Looking for some picture downloaders

Weresmilodon
Fel is my Dark Lord ;)
Posts: 464
Joined: Mon Sep 22, 2003 7:19 pm

Looking for some picture downloaders

Post by Weresmilodon »

Ok, I'm looking for some picture downloaders, that can download pictures either from a page with multiple links, all links going from that page, or from subfolders. It should also be able to determen if the picture has been downloaded before, and if so, have an option not to do so again. (Sorting through hundreds of pictures again and again is not my idea of fun.)

Additionally, it should be able to 'check' the page/subfoldes at certain times to see if there is new material, preferably some form of schedule, or ‘check every * minutes’ option. Also, it should keep itself somewhat at the same speed as a browser, so as not to overload the page.

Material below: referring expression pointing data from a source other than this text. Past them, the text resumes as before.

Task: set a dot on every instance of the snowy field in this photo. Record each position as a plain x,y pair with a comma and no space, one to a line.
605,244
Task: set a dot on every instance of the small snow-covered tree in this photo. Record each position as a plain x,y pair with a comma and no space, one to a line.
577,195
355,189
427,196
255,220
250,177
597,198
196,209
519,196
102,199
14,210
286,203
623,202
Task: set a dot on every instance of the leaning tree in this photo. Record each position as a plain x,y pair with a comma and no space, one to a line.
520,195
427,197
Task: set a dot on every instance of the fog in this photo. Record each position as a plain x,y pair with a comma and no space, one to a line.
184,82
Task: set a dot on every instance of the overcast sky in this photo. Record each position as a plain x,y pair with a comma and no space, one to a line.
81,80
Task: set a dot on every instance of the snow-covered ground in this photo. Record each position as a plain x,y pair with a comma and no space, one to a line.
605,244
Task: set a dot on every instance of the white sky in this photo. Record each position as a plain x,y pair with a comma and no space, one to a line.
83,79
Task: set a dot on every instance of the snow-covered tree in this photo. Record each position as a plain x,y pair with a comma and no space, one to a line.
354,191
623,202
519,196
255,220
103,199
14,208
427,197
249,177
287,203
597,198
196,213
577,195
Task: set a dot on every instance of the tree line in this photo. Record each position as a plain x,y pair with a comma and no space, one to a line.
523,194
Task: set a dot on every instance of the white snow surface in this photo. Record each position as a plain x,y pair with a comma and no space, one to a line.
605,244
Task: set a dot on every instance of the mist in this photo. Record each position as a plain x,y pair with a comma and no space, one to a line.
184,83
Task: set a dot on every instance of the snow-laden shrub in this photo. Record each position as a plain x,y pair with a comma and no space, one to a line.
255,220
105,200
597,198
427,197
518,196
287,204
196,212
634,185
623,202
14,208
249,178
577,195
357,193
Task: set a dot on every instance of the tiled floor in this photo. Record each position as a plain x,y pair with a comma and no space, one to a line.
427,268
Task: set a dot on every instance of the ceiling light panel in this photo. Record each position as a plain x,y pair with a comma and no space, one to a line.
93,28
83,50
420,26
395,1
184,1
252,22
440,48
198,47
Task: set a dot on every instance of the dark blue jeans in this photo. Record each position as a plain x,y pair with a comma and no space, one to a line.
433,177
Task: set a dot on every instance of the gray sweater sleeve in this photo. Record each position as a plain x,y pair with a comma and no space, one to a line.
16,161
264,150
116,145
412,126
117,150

Anyone have any ideas of one (or several)? None of the ones I have found can check for itself, or determine if there is new material. They just download everything when you tell them to, regardless of if it has already been downloaded before, just overwriting the former pictures.
"I'm a male. Males are supposed to act tough."
Tarrin, Chapter 29, The Questing Game.
Scuttle
Talent
Posts: 5
Joined: Sat Nov 13, 2004 9:31 pm

Re: Looking for some picture downloaders

Post by Scuttle »

Hm, httrack is good, also, I use wget when mirroring sites, wget checks the timestamps when it retreives files and only gets new ones
Weresmilodon
Fel is my Dark Lord ;)
Posts: 464
Joined: Mon Sep 22, 2003 7:19 pm

Re: Looking for some picture downloaders

Post by Weresmilodon »

Thanks, I'll try looking them up.
"I'm a male. Males are supposed to act tough."
Tarrin, Chapter 29, The Questing Game.
User avatar
Shadowhawk
Child of Niami
Posts: 776
Joined: Thu Jan 22, 2004 12:17 am
Location: Poland
Contact:

Re: Looking for some picture downloaders

Post by Shadowhawk »

Scuttle wrote:(...) I use wget when mirroring sites, wget checks the timestamps when it retrieves files and only gets new ones
If the files doesn't change, and they might be only new files, wget in recursive mode (or with page prerequisites), with proper depth limit, type limit, directory limit etc. in continue mode can probably do what you want. If files change, you might use time-stamping. I even used wget successfully it on the sites which used simple leech protection, like checking the referer, or time between successive downloads.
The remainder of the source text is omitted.